Los perros y gatos son animales de compañía, domesticados por el hombre y con el fin de ser su mascota, compañeros de aventura de los más chicos, amigos incondicionales de los más grandes, y hasta abrigo de quienes tienen frío en muchas ocasiones. Nos hacen reír con sus travesuras, cuidan nuestras casas y protegen a nuestros seres queridos.
Son los mismos que cuando pierden a sus dueños, cuando se extraviaron y no supieron regresar, o cuando un desalmado los abandonó, se encuentran de repente en las calles, con miedo, con hambre y frío.
No hay un lugar mágico donde la sociedad pueda esconder lo que queda mal a la vista, o lo que resulta molesto. No existe un lugar digno, seguro o garantido donde puedan amontonarse animalitos sin causarles un daño.
Si no es por solidaridad, que sea por sentido común o por ética, tenemos que entender que llamar para que se lleven a los animales a un refugio es inhumano, cruel y vergonzoso.
En esta desafortunada circunstancia que atraviesan, ¿hacerlos desaparecer podría considerarse una opción?, ¿condenarlos a la captura y el encierro es admisible?, ¿desearles la muerte en terribles peleas, o por contraer una enfermedad, o simplemente de tristeza, es un sentimiento aceptable?
Eso es pues, lo único que le espera a un animal que es llevado a un "refugio". Allí no hay un lugar para cada uno, la mezcla y hacinamiento de muchos perros es inevitable, y por lo tanto las peleas, el contagio de enfermedades y el sentimiento de tristeza también lo son. Aun en los que intentamos darles alimento, cucha, y cariño... el aislamiento y abandono siguen siendo los protagonistas.
Habiendo tantas salidas dignas para ayudar a este ser indefenso e inocente que vaga en nuestras calles, condenarlo a un refugio no resulta ser entonces, una opción a considerar.
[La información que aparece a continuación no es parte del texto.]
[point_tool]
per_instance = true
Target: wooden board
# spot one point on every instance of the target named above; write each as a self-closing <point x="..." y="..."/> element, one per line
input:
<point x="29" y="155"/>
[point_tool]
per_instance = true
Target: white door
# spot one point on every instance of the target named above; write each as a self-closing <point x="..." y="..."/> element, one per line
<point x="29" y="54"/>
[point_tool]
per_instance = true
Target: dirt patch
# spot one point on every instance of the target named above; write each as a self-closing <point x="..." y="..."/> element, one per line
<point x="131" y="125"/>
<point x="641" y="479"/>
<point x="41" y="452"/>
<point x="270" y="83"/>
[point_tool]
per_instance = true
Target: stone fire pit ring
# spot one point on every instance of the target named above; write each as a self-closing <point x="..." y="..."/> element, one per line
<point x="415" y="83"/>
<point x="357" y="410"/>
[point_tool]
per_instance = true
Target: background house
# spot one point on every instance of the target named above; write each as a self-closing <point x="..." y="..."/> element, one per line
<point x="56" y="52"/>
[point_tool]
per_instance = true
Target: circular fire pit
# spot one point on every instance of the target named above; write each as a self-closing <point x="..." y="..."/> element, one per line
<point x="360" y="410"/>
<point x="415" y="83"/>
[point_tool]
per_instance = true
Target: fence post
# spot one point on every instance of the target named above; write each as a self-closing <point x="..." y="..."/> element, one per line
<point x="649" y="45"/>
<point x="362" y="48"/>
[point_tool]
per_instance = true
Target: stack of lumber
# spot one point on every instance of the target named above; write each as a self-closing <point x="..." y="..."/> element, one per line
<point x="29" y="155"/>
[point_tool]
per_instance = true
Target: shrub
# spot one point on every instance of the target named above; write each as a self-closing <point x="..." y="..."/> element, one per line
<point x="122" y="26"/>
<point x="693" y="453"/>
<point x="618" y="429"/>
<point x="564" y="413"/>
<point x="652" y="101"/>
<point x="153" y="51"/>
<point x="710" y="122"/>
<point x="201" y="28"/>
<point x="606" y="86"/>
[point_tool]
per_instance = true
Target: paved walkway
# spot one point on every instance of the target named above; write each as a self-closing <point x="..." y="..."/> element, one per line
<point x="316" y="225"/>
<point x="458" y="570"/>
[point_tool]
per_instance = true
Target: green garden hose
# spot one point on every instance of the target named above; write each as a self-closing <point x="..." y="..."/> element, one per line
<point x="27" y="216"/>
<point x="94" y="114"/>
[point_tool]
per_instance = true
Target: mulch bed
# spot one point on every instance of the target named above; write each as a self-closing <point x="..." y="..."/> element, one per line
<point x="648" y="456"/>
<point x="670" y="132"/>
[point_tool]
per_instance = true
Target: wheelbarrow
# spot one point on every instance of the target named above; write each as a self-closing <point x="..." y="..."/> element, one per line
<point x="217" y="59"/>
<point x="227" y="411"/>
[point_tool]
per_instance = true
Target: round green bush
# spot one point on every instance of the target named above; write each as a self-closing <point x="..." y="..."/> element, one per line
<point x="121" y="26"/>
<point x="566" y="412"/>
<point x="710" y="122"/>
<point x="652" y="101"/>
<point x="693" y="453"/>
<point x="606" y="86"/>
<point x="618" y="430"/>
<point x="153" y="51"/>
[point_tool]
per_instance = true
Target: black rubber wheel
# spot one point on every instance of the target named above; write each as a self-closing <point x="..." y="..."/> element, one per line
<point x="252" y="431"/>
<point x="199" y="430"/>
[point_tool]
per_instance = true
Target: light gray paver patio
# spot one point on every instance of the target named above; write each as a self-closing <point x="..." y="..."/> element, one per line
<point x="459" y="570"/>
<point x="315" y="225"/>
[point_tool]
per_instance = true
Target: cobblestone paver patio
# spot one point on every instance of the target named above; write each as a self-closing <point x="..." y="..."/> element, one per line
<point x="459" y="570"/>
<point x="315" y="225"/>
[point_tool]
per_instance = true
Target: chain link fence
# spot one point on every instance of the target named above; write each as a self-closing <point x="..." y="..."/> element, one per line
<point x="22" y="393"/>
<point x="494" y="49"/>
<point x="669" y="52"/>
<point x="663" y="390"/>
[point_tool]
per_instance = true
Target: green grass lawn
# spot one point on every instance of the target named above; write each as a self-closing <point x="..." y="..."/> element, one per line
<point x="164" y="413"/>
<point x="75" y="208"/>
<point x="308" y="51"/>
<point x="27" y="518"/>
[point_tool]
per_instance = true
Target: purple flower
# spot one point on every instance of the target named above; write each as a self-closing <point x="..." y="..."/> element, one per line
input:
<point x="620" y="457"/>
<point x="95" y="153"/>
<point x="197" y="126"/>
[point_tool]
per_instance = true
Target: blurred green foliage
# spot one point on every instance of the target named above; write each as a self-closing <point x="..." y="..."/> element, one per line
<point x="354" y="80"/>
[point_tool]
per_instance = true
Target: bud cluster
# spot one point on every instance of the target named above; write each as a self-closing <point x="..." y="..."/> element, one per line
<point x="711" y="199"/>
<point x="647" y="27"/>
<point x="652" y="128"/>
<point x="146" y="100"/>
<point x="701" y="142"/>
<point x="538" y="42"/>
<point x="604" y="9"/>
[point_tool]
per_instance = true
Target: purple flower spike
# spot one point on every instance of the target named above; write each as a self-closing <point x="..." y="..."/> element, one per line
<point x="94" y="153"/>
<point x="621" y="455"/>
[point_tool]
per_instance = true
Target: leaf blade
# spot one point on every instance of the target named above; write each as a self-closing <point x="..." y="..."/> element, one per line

Por el contrario, nos debilita como sociedad, nos empobrece como seres humanos y nos desintegra como comunidad.
Todos podemos buscar la manera de darle un asilo temporal, en casa, de un amigo, de un vecino, en un lote o galpón. Todos podemos encontrar un corazón latiendo dentro nuestro, que nos dará la paciencia para no pretender una solución cómoda e inmediata y nos permitirá encontrar el camino solidario para ayudarlo. Todos podemos pensar, pedir una mano, sumar esfuerzos y poner un granito de arena para que esa frágil vida que se cruzó en nuestro camino, tenga un final feliz en vez de terminar en tragedia.
No mires para otro lado, No lo condenes a un refugio, Ayúdalo.